FONDAZIONE LEPANTO: le giovani generazioni nell’era di Internet

L’evoluzione della tecnica non concerne solamente i mezzi di comunicazione ma può operare un profondo cambiamento antropologico in chi li usa. A sostenerlo è, tra gli altri, Tonino Cantelmi, psicoterapeuta, presidente dell’Associazione Italiana Psichiatri e Psicologi Cattolici, docente alle università LUMSA, Gregoriana e UPRA di Roma e a Perugia.

Il prof. Cantelmi è uno dei primi psichiatri italiani ad aver studiato i disturbi legati all’abuso di Internet, in particolare da parte degli adolescenti. Cantelmi si è soffermato in particolare sul fenomeno dei social network – procurandosi non poche critiche tra gli utenti di Facebook – ma, al tempo stesso, è stato il primo psichiatra italiano ad aprire un portale di terapia on line.

Lo scorso 7 febbraio, nel corso di una conferenza presso la Fondazione Lepanto, promossa dall’Associazione Famiglia Domani, Cantelmi ha proiettato numerosi spot pubblicitari, ognuno dei quali ha rappresentato una sorprendente conferma delle sue teorie. «La generazione dei nativi digitali, ovvero i ragazzi sotto i 21 anni – ha spiegato – è la prima generazione in grado di tecno-mediare le proprie relazioni affettive e sociali. Al contrario, la generazione pre-digitale è più portata ad un linguaggio emotivo, dove ha un ruolo importante la comunicazione non verbale».

Le giovani generazioni sono molto abili «a rappresentare le emozioni, molto meno a provarle», eppure, paradossalmente, sono vittime del loro «emotivismo», in quanto «l’uomo del Terzo Millennio ha un bisogno fortissimo di provare emozioni». Vivere in un contesto ipertecnologico ed ipertestuale, difatti, velocizza le sensazioni e modifica le percezioni. L’altro elemento che la tecnologia tende a incentivare è «il narcisismo, che caratterizza, tra l’altro, moltissimi profili Facebook». Al narcisismo, tuttavia, si associano «l’ambiguità e il rifiuto di adottare un’identità precisa. Tutto è fluido e non ci sono tabù».

Messe in luce le conseguenze negative delle nuove tecnologie comunicative, il prof. Cantelmi ha comunque precisato che «è impossibile rinunciare a queste innovazioni; dobbiamo però essere consapevoli dei pericoli che comportano ed educare i giovani ad un loro corretto utilizzo». «Scambiarsi un SMS non ha nulla di negativo in sé, ma è più importante intrattenere un vero rapporto umano.
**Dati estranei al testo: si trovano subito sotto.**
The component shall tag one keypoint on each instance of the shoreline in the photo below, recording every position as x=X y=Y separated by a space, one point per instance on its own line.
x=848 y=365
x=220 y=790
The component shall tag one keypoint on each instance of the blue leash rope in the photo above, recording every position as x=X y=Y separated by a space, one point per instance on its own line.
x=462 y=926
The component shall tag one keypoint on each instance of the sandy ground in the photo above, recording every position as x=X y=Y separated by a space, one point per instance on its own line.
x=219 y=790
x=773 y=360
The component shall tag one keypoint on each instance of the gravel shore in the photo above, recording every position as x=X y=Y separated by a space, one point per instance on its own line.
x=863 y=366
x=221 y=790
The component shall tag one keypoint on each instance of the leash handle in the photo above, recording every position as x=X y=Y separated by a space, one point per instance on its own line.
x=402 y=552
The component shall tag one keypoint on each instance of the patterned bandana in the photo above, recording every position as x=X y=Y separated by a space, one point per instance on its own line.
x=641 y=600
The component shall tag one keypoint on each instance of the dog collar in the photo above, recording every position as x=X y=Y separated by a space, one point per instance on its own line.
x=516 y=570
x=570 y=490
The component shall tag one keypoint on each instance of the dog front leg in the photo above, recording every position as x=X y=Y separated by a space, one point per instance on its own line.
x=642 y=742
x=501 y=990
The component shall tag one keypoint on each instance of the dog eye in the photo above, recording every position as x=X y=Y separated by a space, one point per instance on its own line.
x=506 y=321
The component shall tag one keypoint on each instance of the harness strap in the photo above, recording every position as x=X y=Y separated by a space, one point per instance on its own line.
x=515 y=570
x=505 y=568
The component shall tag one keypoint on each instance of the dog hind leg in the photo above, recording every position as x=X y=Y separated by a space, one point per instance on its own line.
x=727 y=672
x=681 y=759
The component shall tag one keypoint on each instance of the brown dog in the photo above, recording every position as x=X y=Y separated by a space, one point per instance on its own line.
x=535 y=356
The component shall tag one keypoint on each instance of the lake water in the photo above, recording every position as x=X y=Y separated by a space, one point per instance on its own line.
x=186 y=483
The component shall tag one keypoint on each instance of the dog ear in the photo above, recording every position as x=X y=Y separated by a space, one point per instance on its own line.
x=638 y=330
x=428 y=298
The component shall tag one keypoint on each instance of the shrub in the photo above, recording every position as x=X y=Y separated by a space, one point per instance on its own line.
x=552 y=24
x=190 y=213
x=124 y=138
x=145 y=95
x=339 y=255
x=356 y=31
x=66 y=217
La vera sfida è integrare la tecnologia con la vita reale». Pertanto la cosiddetta “società liquida”, estrema conseguenza dell’ipertecnologizzazione delle relazioni sociali «non avrà l’ultima parola, in quanto l’uomo ha un bisogno insopprimibile di incontrare l’altro», ha concluso lo psichiatra.

A commento dell’analisi fatta da Tonino Cantelmi, il presidente della Fondazione Lepanto, Roberto de Mattei, ha osservato che «nessuna rivoluzione tecnologica è mai “neutra”.

L’invenzione della stampa, ad esempio, riuscì a veicolare l’ideologia della riforma protestante. Anche dietro Internet c’è un’ideologia: l’uomo ridotto a pura comunicazione».

Anche secondo il prof. de Mattei «la liquidità non avrà l’ultima parola. La nostra sfida, infatti, è quella di contrapporre alla società liquida, sentimenti ed ideali solidi, a partire dalla famiglia». Tutta la storia della nostra civiltà, in fin dei conti, si è caratterizzata per ripetute ricadute nel caos della liquidità (ad esempio al tempo delle invasioni barbariche). Ed è proprio in questi momenti di crisi e di buio che si sono affermate istituzioni solide – la Chiesa Cattolica su tutte – che hanno saputo riportare l’umanità verso la giusta direzione. (L. M.)